Speaking on the state of the economy, Mr Antwi said the government’s promises of relief have not materialised, with the cost of living and lack of jobs leaving many families struggling.
“After nine months into Mahama’s government, the hardship hasn’t reduced,” he declared. The NPP stalwart argued that rising prices, coupled with stagnant incomes, were clear evidence of the government’s inability to address the economic challenges that affect households daily.
He maintained that the Mahama administration had yet to find effective solutions, noting that citizens continue to suffer under worsening conditions. Mr Antwi also accused the government of failing to deliver on the economic promises that secured its victory in the 2024 general elections.

He stressed that the NPP remains the only party with a proven record of “steering the economy through turbulent times,” and assured Ghanaians that the party was preparing to provide a stronger alternative ahead of the next polls.
His comments came shortly after President Mahama’s first media encounter on Wednesday, September 10, 2025, where the President gave assurances that the cedi would remain relatively stable.
He projected that depreciation would not exceed 5% annually, describing the fluctuations as part of a natural adjustment process rather than signs of fresh instability.
The President explained that while the Bank of Ghana (BoG) had intervened heavily in the first half of 2024, when the cedi depreciated by nearly 25%, it had since scaled down its interventions as the local currency showed signs of stabilising.

Expert Cautions
Reacting to the President’s remarks, Professor William Baah-Boateng, Vice Chancellor of the Methodist University of Ghana, welcomed the projection as encouraging for the economy.
“If the president aims to keep the exchange rate beyond 5% then that is excellent. Now we are doing about GHS 12. When you take 5% off GHS 12, you are looking at about 60 pesewas. So, if the cedi hovers around 60 pesewas, then it is the same as stability. If we can work around that, then that is what we will all be happy about”
Professor William Baah-Boateng, Vice Chancellor of the Methodist University of Ghana
The economist credited recent progress on inflation to two main factors, including the currency’s relative stability and ongoing food supply from the harvesting season. “The appreciation of the cedi has contributed – and we have food in abundance” he noted.
However, he warned that the approaching festive season could heighten demand for foreign exchange and pose a challenge to the cedi’s performance.

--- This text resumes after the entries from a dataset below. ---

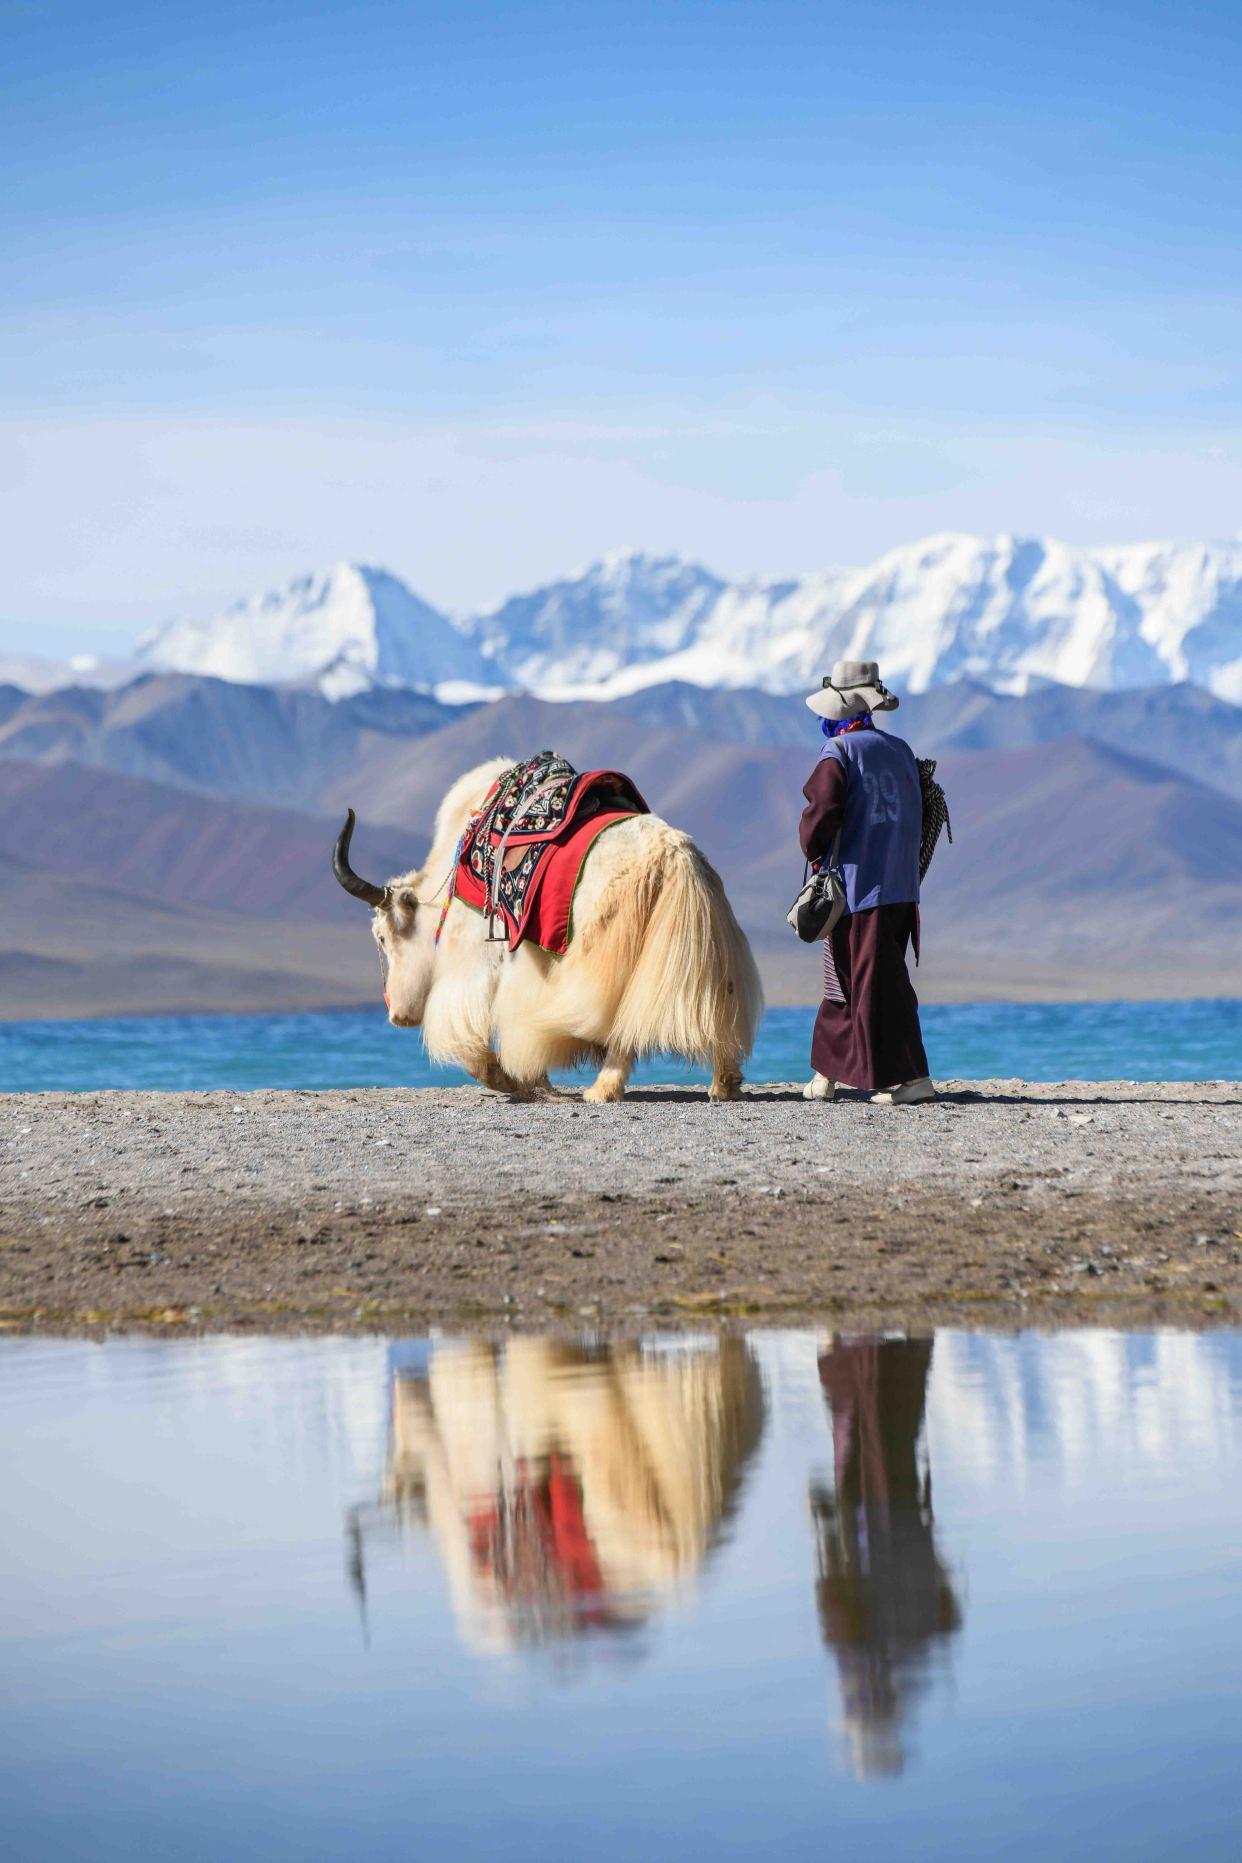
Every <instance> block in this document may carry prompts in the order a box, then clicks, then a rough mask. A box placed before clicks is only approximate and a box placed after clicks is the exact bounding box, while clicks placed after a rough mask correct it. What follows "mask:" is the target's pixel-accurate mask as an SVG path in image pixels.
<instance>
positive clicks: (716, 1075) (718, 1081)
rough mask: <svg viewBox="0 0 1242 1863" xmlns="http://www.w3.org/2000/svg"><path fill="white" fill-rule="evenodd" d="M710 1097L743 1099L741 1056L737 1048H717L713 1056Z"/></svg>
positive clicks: (709, 1090)
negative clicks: (742, 1096)
mask: <svg viewBox="0 0 1242 1863" xmlns="http://www.w3.org/2000/svg"><path fill="white" fill-rule="evenodd" d="M708 1099H741V1056H739V1053H737V1049H717V1051H715V1054H713V1056H711V1086H709V1088H708Z"/></svg>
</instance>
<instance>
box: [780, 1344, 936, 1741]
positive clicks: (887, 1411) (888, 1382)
mask: <svg viewBox="0 0 1242 1863" xmlns="http://www.w3.org/2000/svg"><path fill="white" fill-rule="evenodd" d="M929 1367H931V1339H877V1338H864V1339H832V1343H830V1345H829V1349H827V1351H825V1353H821V1356H819V1382H821V1384H823V1392H825V1397H827V1401H829V1410H830V1414H832V1459H834V1470H836V1485H834V1492H830V1494H829V1492H827V1490H814V1492H812V1515H814V1518H816V1537H817V1554H819V1584H817V1604H819V1625H821V1628H823V1638H825V1643H827V1645H829V1647H830V1649H832V1652H834V1656H836V1666H838V1675H840V1686H842V1708H844V1716H845V1729H847V1734H849V1751H851V1761H853V1766H855V1770H857V1772H858V1774H860V1775H864V1777H866V1775H871V1774H886V1772H888V1774H890V1772H899V1770H901V1766H903V1759H905V1753H903V1744H901V1723H903V1718H905V1712H907V1708H909V1705H911V1703H912V1701H914V1697H916V1695H918V1693H922V1688H924V1686H925V1680H927V1671H929V1664H931V1652H933V1649H935V1645H937V1641H938V1639H940V1638H946V1636H950V1634H952V1632H953V1630H957V1628H959V1625H961V1611H959V1606H957V1598H955V1597H953V1587H952V1584H950V1578H948V1572H946V1569H944V1565H942V1563H940V1556H938V1552H937V1546H935V1535H933V1522H931V1475H929V1474H924V1472H920V1466H918V1438H920V1433H922V1425H924V1405H925V1399H927V1371H929Z"/></svg>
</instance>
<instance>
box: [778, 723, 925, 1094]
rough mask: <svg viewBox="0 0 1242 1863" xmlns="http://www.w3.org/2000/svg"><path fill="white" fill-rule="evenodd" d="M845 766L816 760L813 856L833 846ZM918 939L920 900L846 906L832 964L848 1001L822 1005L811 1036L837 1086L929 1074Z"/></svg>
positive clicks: (806, 834) (844, 798)
mask: <svg viewBox="0 0 1242 1863" xmlns="http://www.w3.org/2000/svg"><path fill="white" fill-rule="evenodd" d="M845 782H847V773H845V766H844V764H842V762H840V760H838V758H832V756H827V758H823V762H819V764H816V768H814V769H812V773H810V779H808V782H806V788H804V790H803V794H804V796H806V809H804V810H803V823H801V829H799V835H801V842H803V853H804V855H806V859H808V861H823V859H825V857H827V855H829V853H830V851H832V842H834V838H836V831H838V827H840V825H842V816H844V812H845ZM916 939H918V905H912V904H901V905H871V907H868V909H866V911H860V913H845V915H844V918H840V920H838V922H836V928H834V931H832V965H834V969H836V978H838V982H840V987H842V997H844V1002H832V1000H830V999H829V997H825V999H823V1002H821V1004H819V1013H817V1015H816V1030H814V1034H812V1041H810V1064H812V1067H814V1069H816V1073H821V1075H825V1079H829V1081H836V1082H838V1086H860V1088H868V1090H871V1092H875V1090H877V1088H886V1086H901V1084H903V1082H905V1081H922V1079H924V1077H925V1075H927V1053H925V1049H924V1034H922V1028H920V1023H918V997H916V995H914V986H912V984H911V972H909V971H907V965H905V954H907V948H909V945H911V943H912V941H916Z"/></svg>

“But what we have to work on is meeting the exchange demand that will come as a result of imports for the festivities. If the central bank can meet that, then we will be able to maintain it at that level”
Professor William Baah-Boateng, Vice Chancellor of the Methodist University of Ghana
The contrasting reactions highlight a growing debate over the trajectory of Ghana’s economy under Mahama. On one hand, experts such as Prof Baah-Boateng see cause for cautious optimism, citing exchange rate stability and better inflation control.
On the other, opposition voices continue to stress that macroeconomic gains have yet to ease daily struggles faced by ordinary citizens.
President Mahama’s projection of a more stable cedi appears designed to bolster confidence in Ghana’s financial management, while critics argue that structural challenges, including unemployment and high living costs, remain unresolved.
As the festive season approaches, the test of the currency’s stability and the government’s ability to meet exchange demands could shape public perception of its economic stewardship.